Cindy died less than 24 hours later. Her estate sought to hold Samaritan liable for the doctors’ alleged negligence under theories of nondelegable duty, inherent function, and agency law principles of delegation.”…medicalmalpracticelawyers.com, Washington State Supreme Court Holds Hospitals Liable For Independent Contractor ER Doctors Negligence, June 2024

 

The Supreme Court of the State of Washington stated in its Opinion filed on April 11, 2024:

 

“A patient who goes to the emergency room, if conscious, is mostly concerned with getting care, not with untangling the contractual relationship between the hospital and the doctors who work there. And yet the characterization of the hospital-doctor relationship has profound implications for a patient’s ability to recover against the hospital for negligent treatment.
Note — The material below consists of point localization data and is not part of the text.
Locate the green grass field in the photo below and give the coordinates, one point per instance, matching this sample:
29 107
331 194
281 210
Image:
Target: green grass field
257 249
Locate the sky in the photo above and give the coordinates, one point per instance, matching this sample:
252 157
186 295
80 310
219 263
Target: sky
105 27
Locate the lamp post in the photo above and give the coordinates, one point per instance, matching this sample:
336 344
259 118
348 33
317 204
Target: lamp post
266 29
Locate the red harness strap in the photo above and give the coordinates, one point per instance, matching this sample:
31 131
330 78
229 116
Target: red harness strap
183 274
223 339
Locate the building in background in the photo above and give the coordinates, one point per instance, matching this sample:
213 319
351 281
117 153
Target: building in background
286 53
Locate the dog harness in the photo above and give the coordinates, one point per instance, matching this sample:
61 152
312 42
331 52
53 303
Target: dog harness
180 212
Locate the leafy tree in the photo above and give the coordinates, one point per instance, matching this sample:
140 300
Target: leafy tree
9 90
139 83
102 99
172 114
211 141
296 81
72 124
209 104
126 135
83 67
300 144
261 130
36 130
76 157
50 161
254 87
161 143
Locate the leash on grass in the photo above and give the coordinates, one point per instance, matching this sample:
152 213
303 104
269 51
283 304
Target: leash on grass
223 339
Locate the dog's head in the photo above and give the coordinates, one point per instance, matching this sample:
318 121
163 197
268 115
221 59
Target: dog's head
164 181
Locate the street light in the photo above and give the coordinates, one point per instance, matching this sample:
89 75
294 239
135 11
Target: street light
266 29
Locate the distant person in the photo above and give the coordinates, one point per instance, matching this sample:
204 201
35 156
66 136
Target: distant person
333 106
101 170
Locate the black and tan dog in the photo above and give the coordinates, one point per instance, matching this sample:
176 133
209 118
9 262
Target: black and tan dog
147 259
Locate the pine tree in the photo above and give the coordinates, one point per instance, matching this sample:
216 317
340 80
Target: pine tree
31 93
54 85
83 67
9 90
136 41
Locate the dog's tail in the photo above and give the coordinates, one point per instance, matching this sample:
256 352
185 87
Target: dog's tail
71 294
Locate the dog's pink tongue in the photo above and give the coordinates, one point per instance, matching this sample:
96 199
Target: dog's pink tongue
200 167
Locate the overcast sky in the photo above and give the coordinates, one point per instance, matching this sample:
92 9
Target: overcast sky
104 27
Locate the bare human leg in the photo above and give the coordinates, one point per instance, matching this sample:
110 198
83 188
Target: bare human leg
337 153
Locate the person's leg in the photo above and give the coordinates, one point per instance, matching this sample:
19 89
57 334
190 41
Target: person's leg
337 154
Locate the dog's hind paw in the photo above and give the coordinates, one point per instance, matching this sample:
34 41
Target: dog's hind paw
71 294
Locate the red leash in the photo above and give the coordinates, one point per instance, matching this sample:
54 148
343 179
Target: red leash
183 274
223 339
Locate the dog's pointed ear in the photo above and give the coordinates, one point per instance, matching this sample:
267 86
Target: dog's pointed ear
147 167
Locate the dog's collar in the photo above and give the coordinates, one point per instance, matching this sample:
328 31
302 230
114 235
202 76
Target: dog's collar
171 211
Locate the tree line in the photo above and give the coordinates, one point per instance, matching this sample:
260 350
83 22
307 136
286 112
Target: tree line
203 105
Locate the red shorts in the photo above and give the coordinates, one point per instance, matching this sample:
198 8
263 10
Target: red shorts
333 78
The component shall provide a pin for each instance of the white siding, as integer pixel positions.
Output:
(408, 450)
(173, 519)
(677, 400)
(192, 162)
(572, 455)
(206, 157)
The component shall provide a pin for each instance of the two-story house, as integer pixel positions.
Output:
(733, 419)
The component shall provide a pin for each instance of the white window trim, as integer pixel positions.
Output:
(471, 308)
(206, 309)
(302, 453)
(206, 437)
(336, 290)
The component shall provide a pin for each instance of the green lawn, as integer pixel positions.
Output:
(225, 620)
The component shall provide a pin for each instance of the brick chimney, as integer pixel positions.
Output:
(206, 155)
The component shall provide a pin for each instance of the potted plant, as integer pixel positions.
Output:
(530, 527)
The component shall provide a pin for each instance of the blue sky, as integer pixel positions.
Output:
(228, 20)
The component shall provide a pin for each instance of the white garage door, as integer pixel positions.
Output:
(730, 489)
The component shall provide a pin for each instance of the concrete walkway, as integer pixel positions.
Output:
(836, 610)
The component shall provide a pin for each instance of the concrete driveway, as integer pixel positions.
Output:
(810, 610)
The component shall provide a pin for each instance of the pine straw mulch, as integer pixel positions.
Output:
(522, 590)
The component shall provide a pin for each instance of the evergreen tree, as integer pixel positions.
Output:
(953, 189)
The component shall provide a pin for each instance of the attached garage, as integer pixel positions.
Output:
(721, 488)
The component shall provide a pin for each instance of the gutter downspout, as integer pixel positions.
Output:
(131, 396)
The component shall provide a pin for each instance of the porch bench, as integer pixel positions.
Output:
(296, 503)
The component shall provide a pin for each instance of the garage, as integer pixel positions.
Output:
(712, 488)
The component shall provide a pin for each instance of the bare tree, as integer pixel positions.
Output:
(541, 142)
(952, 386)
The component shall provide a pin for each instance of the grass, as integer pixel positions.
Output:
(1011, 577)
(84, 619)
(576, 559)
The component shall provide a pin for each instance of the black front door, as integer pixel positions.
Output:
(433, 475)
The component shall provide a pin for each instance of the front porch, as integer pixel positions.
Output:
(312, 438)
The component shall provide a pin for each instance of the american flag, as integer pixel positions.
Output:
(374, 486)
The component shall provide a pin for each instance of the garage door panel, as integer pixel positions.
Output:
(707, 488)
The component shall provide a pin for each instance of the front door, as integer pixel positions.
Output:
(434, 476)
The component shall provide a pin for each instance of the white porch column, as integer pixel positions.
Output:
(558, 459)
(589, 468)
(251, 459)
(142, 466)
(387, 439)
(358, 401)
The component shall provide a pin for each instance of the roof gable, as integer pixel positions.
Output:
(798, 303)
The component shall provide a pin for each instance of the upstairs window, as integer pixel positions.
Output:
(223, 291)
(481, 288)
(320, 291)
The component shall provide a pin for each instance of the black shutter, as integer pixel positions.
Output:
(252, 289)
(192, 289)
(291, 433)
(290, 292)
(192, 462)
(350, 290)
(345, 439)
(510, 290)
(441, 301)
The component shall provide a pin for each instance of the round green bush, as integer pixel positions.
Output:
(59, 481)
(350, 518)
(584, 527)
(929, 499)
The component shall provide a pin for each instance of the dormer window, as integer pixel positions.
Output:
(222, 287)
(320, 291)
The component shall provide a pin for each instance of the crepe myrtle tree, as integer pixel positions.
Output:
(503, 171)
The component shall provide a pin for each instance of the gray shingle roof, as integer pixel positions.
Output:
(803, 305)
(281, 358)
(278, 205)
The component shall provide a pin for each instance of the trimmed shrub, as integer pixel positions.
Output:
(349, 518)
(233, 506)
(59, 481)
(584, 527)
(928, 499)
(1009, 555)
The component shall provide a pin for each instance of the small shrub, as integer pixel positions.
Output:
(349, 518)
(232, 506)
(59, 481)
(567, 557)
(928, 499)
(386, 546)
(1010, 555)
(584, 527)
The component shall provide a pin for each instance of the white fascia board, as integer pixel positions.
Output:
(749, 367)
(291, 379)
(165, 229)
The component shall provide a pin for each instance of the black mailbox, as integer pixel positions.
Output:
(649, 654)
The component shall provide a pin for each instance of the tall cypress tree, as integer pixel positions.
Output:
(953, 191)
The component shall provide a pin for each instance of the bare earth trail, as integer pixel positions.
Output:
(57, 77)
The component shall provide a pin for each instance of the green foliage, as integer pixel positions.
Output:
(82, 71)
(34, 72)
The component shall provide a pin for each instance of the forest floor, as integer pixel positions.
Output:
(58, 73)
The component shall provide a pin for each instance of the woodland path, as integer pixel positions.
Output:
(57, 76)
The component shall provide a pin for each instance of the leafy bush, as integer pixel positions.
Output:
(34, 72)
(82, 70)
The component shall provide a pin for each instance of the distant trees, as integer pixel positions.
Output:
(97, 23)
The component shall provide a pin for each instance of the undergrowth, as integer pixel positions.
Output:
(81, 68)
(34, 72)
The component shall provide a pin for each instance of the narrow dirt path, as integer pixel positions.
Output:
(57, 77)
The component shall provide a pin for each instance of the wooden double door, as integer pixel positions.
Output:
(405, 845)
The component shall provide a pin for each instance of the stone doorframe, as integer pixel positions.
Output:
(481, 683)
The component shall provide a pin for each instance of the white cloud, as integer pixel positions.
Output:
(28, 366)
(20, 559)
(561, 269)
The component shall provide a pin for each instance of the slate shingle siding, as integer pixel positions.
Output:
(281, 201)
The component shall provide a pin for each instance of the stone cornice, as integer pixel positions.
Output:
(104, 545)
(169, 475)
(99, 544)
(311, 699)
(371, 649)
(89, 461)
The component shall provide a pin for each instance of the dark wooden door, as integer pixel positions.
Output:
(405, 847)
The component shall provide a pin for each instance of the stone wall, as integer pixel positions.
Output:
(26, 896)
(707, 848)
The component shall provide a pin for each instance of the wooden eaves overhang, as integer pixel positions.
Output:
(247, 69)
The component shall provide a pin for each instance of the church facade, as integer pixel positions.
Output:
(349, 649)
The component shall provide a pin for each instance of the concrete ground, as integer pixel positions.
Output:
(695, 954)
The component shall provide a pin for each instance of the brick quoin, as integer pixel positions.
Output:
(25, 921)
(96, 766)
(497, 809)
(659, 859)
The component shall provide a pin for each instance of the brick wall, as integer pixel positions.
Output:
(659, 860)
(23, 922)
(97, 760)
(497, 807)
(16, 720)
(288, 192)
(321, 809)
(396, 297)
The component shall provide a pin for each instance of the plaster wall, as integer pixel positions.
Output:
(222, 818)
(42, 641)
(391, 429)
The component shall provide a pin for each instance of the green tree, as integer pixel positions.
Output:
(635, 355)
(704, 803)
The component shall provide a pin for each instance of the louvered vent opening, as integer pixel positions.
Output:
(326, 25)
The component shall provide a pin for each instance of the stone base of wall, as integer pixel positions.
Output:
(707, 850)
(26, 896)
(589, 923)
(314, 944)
This case asks us to decide when a hospital may be liable for the negligence of a doctor working in, but not as an employee of, a hospital in its emergency room.

 

“Essex argues that hospital licensing statutes and regulations create a nondelegable duty to emergency room patients. Generally, an entity is not liable for the injuries caused by an independent contractor whose services are engaged by the entity.

 

However, where an entity has a nondelegable duty, it cannot avoid liability simply by delegating its duty to an independent contractor. Instead, an entity will be vicariously liable for the independent contractor’s negligent performance of that duty absent special circumstances not present here.”

 

Once a hospital undertakes to provide emergency services, it is subject to regulation and must:

Maintain the capacity to perform emergency triage and medical screening exam twenty-four hours per day;

Define the qualifications and oversight of staff delivering emergency care services;

Use hospital policies and procedures which define standards of care;

Assure emergency equipment, supplies and services necessary to meet the needs of presenting patients are immediately available.

 

“We conclude that WAC 246-320-136 and WAC 246-320-281 create a nondelegable duty for hospitals providing emergency care services through nonemployee doctors. Although hospitals may delegate the performance of this duty to nonemployee doctors, the ultimate duty—and thus the potential vicarious liability for the failure to meet that duty—remains with the hospital.”

 

“We conclude that our statutes and regulations impose nondelegable duties on hospitals concerning the provision of emergency services. A hospital remains responsible for those nondelegable duties regardless of whether it performs those duties through its own staff or contracts with doctors who are independent contractors to do so.